Now again, disconnect the battery, wait 15-20 min to allow codes to disappear in the ECU..... hook the battery back up and drive the car around.... the CEL should now be off and stay off.... if it comes back on for some reason we'll move on to Step 3.
 

·
Always Here To Help
Joined
·
3,920 Posts
how does one do that? spray wd40 around the area you are talking about and look for bubbles or something like that?
Yea.... you can just spray the area down around the seals... if you hear a slight change in RPMs or if you see small bubbles, then you know you have a small leak...... As for the spray, I don't think WD40 is the best to use though
 

·
Registered
Joined
·
40 Posts
Discussion Starter #18
Thanks Tibby. I'm gonna give it a shot when I get home from work. I've gone through a half a tank of gas in one day. I gotta fix this **** quick!
 

·
Always Here To Help
Joined
·
3,920 Posts
Thanks Tibby. I'm gonna give it a shot when I get home from work. I've gone through a half a tank of gas in one day. I gotta fix this **** quick!
Oh yea... if you are burning gas that quick, then something is definately not reading right.
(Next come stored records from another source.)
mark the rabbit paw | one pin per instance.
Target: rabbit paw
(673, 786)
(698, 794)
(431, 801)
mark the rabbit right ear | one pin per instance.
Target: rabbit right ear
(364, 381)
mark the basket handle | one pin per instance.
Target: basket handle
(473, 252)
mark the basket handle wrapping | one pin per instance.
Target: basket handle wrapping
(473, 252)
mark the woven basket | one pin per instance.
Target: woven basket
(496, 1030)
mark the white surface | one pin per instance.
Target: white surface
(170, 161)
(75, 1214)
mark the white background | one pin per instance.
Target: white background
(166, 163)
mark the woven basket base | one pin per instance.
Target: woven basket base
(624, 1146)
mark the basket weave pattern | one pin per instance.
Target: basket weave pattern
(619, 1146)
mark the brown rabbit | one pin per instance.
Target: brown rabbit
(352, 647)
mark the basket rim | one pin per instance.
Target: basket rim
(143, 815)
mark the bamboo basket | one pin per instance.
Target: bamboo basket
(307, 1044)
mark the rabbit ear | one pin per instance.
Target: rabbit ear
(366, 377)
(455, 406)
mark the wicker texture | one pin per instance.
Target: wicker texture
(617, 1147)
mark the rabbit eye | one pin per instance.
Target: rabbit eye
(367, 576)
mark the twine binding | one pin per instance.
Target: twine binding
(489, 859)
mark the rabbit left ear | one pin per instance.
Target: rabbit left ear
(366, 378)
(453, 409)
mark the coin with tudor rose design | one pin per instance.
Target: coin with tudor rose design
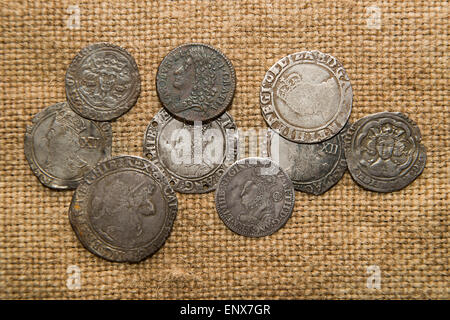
(306, 97)
(255, 197)
(124, 209)
(313, 167)
(192, 156)
(196, 82)
(102, 82)
(384, 152)
(61, 146)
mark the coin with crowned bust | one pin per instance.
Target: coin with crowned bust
(195, 82)
(61, 146)
(192, 156)
(306, 97)
(313, 167)
(124, 209)
(384, 152)
(102, 82)
(255, 197)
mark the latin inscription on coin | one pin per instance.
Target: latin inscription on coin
(102, 82)
(384, 152)
(195, 82)
(61, 146)
(124, 209)
(193, 156)
(255, 197)
(313, 168)
(306, 97)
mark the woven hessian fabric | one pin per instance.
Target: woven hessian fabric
(325, 249)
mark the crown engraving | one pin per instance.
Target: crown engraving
(288, 85)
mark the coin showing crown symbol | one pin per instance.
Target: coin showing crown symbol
(102, 82)
(306, 97)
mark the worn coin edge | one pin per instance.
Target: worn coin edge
(136, 254)
(84, 109)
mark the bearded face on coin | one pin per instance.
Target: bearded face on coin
(195, 79)
(119, 211)
(62, 142)
(258, 196)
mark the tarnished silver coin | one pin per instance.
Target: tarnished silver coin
(102, 82)
(124, 209)
(255, 197)
(61, 146)
(306, 97)
(192, 156)
(196, 82)
(313, 167)
(384, 152)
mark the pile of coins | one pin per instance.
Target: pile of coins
(124, 207)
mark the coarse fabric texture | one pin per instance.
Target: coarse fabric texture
(395, 53)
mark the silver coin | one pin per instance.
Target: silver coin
(196, 82)
(192, 156)
(306, 97)
(255, 197)
(102, 82)
(313, 167)
(61, 146)
(384, 152)
(124, 209)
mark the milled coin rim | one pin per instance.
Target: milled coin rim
(44, 177)
(163, 117)
(394, 184)
(227, 102)
(298, 134)
(291, 206)
(90, 239)
(88, 111)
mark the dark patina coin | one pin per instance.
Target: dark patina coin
(255, 197)
(313, 167)
(195, 82)
(102, 82)
(124, 209)
(384, 152)
(61, 146)
(306, 97)
(192, 156)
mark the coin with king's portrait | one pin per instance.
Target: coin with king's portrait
(255, 197)
(124, 209)
(61, 146)
(195, 82)
(192, 156)
(306, 97)
(384, 152)
(102, 82)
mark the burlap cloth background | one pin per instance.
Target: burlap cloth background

When you look at the tail pipes, are they also Pitch black? You wanna get that issue fixed before you drive it much more or you'll be replacing more than just the one O2 sensor. To me it does sound like an O2 sensor has gone bad if you're burning gas like that.
 

·
Registered
Joined
·
40 Posts
Discussion Starter #20
So do you think I need to take off that plastic covers the motor or do I just jack the car off..... I mean up and try to get to the sensor from underneath the car?